The table below summarises the main colour scale functions, organised by variable type. All entries share the scale_*_ prefix (replace * with colour, color, or fill); only the suffixes are shown. The exception is the greyscale/opacity row, where the scale functions are spelled out in full because alpha replaces the * rather than the suffix.
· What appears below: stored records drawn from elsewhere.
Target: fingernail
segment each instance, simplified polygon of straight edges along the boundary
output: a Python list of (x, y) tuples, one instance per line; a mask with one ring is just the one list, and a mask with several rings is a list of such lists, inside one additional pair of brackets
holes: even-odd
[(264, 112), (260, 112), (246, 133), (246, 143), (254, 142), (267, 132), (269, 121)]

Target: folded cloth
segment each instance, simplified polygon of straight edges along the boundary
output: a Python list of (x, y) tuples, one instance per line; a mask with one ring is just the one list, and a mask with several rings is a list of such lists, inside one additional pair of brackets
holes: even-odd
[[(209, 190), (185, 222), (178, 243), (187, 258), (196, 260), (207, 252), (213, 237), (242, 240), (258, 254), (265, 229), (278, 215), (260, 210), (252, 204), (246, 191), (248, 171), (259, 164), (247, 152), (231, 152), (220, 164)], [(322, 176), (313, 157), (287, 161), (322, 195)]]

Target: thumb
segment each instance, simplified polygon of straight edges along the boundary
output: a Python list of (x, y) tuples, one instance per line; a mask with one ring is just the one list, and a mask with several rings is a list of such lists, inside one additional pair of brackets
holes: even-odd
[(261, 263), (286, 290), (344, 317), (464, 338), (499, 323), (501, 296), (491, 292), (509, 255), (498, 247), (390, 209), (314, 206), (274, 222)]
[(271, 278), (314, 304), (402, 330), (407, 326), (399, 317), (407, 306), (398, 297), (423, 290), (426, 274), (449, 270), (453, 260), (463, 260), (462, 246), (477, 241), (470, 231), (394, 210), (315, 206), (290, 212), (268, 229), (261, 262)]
Lastly, CBF stands for colour-blind-friendly.

Discrete Binned Continuous Remarks
discrete() binned() continuous() Defaults, used when none specified; not CBF
hue() Default discrete; evenly spaced on colour wheel; not CBF
grey(), scale_alpha_discrete(), scale_alpha_manual() Greyscale or opacity; good for print; CBF (alpha only useful when plot is otherwise uncoloured)
brewer() fermenter() distiller() ColorBrewer palettes; qual/seq/div available; not CBF
steps() gradient() Sequential; two colours (low to high); generally not CBF
steps2() gradient2() Diverging; three colours with midpoint; not CBF
stepsn() gradientn() Custom \(n\)-colour gradient; not CBF
viridis_d() viridis_b() viridis_c() Viridis palettes; CBF
manual() Manual specification; CBF with Okabe-Ito

4.7.2 Key points

  • Naming convention & spelling: Scale functions follow scale_<aesthetic>_<type>(), where the aesthetic can be colour (or color for identical behaviour), or fill when colouring interiors of shapes.

  • Opacity: Only the default and manual ones (those with suffixes discrete, binned, continuous, manual) apply to opacity i.e. alpha being the aesthetic.

  • Palette types:

    • Sequential: For ordered data from low to high (gradient, steps, distiller with sequential palettes)
    • Diverging: For data with a meaningful midpoint (gradient2, steps2, distiller with diverging palettes)
    • Qualitative: For unordered categories (brewer with qualitative palettes, hue)
    • Colour-blind friendly: viridis family, Okabe-Ito via manual
  • When in doubt: Use scale_*_viridis_*() for a perceptually uniform, colour-blind-friendly palette that works for most situations.